Press release 2020/264 from

The year of social distancing, which has seen travel interrupted and the establishment of virtual forms of meeting, has fundamentally shaken confidence in practices and infrastructures of migration and transport that were believed to be safe. This has also laid bare the unequal consequences that interruptions in mobility have in different regions of the world and social groups. For mobility researchers, this allows a new perspective on the forms and limits of movement and travel for different groups of people. In its fifth annual conference from 7 to 10 October, the Leipzig University Collaborative Research Centre (CRC) 1199, Processes of Spatialization under the Global Condition, will address the challenges this poses for mobility research in the social sciences and humanities.

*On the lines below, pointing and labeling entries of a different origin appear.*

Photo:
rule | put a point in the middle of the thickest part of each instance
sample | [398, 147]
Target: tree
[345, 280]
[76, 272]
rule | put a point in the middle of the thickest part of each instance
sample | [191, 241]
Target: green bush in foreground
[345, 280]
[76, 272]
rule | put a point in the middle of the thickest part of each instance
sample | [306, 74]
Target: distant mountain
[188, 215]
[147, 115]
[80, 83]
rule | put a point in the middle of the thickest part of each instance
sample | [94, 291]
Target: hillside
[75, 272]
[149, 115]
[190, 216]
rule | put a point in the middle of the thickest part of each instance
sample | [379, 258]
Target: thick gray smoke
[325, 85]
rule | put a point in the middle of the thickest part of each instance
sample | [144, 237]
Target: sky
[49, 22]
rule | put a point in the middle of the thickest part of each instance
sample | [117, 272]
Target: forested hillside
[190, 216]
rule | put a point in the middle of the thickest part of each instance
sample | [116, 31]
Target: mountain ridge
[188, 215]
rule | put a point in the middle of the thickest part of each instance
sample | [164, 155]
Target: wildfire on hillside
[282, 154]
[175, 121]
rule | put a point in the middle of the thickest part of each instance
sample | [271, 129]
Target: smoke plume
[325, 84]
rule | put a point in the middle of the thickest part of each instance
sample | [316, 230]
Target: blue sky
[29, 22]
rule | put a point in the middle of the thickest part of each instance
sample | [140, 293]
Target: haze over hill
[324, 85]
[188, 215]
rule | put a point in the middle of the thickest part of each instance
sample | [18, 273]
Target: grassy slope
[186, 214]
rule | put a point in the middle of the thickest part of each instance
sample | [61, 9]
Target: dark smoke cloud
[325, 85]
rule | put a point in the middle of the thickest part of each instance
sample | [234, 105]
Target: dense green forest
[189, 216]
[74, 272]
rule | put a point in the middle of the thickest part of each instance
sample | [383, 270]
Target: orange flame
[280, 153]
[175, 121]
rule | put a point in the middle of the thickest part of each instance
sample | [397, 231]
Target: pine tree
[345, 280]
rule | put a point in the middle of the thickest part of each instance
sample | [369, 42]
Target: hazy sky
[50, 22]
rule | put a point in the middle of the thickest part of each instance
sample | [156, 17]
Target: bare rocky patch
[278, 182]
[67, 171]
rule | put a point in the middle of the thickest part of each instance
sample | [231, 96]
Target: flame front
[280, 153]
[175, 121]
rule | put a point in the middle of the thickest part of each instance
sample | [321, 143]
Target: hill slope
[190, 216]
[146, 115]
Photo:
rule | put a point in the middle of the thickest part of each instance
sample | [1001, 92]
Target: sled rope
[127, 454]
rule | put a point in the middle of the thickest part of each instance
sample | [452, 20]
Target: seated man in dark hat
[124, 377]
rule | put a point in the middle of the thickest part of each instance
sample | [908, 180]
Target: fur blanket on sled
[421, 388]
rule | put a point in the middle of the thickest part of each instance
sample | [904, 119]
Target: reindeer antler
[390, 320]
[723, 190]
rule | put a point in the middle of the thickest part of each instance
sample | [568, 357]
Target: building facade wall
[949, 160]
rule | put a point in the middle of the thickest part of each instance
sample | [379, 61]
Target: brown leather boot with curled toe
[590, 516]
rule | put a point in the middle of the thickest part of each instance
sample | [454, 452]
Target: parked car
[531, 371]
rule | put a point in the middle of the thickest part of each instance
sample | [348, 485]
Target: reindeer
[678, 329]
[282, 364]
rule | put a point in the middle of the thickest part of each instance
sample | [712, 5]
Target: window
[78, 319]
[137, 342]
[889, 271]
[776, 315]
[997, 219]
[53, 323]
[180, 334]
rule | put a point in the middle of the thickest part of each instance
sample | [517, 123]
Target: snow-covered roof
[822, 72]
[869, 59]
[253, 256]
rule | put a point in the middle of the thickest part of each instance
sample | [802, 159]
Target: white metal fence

The online conference will bring together scholars from Germany, Austria, Finland, the United Kingdom, the US and Canada to discuss the question of how new spaces are created by different forms and practices of mobility, and which stakeholders shape them. For Dr Steffi Marung, who devised the conference together with Professor Matthias Middell, this year makes it particularly clear that globalisation is not an abstract power. “Globalisation processes are the result of the many things that people, companies or organisations do to hold their own in a closely interwoven world,” she said. Professor Matthias Middell added: “Suddenly we hear people talking about the end of globalisation. But this misses the point.” Indeed for Marung and Middell, it is clearly more important than ever to investigate mobility in the context of historical and social science studies of globalisation. “This is not merely about interdependencies and mobility per se, but about understanding the inequalities and ruptures in these connections and exploring who benefits and who doesn’t, and which globalisation projects will prevail,” said Marung.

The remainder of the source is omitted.